Depuis longtemps les socialistes ont lutté pour faire diminuer le pouvoir de la Cour suprême. C’est plus urgent que jamais.

Après des années de mauvaise santé qui ont donné des frayeurs aux progressistes, la mort de la Juge Ruth Bader Ginsburg vendredi dernier a semé un vent de tempête dans le monde politique. Déjà, le siège qu’elle laisse vide a redessiné le paysage électoral de cette année pour toutes les personnes impliquées. Il ouvre la porte (au renforcement) de la super majorité d’extrême droite à la Cour en ce moment

Une entrevue avec le juriste Samuel Moyen par Branko Marcetic
jacobinmag.org, 20 septembre 2020
Traduction, Alexandra Cyr

Introduction

Mais si la panique que ce décès implique est compréhensible, il permet de rendre visible un plus vaste problème, soit le pouvoir non démocratique et disproportionné que détient la Cour suprême dans la vie américaine. Vendredi, dès l’annonce du décès de la juge Ginsburg, la revue s’est entretenue avec le professeur de droit et d’histoire à l’Université Yale, Sam Moyn à propos de l’héritage qu’elle laisse et de l’avenir de cette institution où elle a consacré presque 30 ans de sa vie.

Branko Marcetic, (Jacobin) : La juge R. B. Ginsburg vient de mourir. Quel héritage laisse-t-elle ? Quel bilan tirez-vous de sa carrière ?

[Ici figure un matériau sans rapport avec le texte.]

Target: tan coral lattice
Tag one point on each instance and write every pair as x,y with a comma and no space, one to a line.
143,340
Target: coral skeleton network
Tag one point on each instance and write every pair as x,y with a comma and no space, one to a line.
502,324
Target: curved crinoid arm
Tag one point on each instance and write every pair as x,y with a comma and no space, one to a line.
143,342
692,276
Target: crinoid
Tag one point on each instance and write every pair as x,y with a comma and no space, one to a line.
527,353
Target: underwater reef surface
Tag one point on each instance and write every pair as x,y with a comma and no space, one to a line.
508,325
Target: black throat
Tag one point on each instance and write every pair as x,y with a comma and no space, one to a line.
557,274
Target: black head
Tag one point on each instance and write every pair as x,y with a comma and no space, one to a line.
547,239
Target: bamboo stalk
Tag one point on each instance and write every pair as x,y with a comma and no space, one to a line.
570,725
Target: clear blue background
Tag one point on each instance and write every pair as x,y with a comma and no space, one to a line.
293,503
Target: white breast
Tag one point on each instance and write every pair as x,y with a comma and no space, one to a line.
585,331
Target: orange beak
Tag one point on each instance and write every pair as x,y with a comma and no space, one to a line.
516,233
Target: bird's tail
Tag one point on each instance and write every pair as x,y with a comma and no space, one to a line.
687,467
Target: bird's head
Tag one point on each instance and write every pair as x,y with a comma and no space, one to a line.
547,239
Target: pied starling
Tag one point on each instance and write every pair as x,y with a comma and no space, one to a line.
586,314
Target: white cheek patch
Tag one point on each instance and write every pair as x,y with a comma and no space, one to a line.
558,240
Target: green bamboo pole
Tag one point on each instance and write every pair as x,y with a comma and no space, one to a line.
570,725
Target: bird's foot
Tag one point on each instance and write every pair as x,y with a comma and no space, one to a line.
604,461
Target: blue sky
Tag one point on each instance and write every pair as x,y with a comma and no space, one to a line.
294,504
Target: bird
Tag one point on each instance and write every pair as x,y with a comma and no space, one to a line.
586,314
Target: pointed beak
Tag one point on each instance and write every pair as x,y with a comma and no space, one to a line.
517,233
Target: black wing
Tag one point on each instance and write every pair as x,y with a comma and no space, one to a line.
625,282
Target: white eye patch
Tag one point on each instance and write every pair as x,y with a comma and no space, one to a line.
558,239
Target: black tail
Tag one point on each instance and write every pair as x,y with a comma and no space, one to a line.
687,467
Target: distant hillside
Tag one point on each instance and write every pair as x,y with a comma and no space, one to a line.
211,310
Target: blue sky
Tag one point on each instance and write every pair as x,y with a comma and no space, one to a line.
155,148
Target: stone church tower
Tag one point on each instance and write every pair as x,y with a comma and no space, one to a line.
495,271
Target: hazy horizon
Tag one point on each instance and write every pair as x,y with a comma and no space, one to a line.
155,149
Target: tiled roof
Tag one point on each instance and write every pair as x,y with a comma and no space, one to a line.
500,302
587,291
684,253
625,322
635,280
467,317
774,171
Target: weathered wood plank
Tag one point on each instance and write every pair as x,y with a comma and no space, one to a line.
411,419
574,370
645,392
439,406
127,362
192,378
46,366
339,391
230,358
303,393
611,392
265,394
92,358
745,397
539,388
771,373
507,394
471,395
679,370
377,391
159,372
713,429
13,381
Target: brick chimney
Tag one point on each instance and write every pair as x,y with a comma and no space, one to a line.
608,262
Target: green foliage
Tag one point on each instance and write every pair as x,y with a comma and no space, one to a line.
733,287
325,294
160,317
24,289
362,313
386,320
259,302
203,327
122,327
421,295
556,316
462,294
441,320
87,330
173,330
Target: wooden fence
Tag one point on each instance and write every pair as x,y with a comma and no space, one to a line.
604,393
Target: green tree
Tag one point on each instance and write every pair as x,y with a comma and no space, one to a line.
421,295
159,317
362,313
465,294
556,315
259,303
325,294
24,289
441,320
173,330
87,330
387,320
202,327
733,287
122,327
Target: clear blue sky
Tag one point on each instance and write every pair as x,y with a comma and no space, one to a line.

Sam Moyn : Elle a eu une carrière extraordinaire. Alors que vous la voyez comme une progressiste intéressée à l’égalité entre les femmes et les hommes à l’inclusion sans mettre en jeu plus d’injustice structurelle, elle aura concrétisé certains de ses rêves les plus fous. Elle pouvait parfois s’énerver. Elle a dit des choses contre l’arrêt Roe vs Wade (qui a légalisé l’avortement aux États-Unis n.d.t.). Elle laissait entendre qu’il aurait mieux valu que la Cour ne se prononce pas sur cet enjeu de l’avortement parce que son jugement démobilisait le mouvement (en faveur), enrageait la droite, provoquait sa contre-attaque et des réactions brutales. Elle a été une icône sans partage pour beaucoup de personnes. Mais, en fin de compte, je crois que nous devrons examiner son héritage à l’aulne du jugement qu’elle portait elle-même sur sa longévité en laissant aux autres le devoir de s’occuper des conséquences.

B.M. : D’un point de vue progressiste, quels sont les aspects les moins positifs de ses jugements ? On l’imagine souvent comme une ultra libérale mais on lui a aussi reproché de se ranger du côté des conservateurs.trices sur des questions impliquant les droits des entreprises.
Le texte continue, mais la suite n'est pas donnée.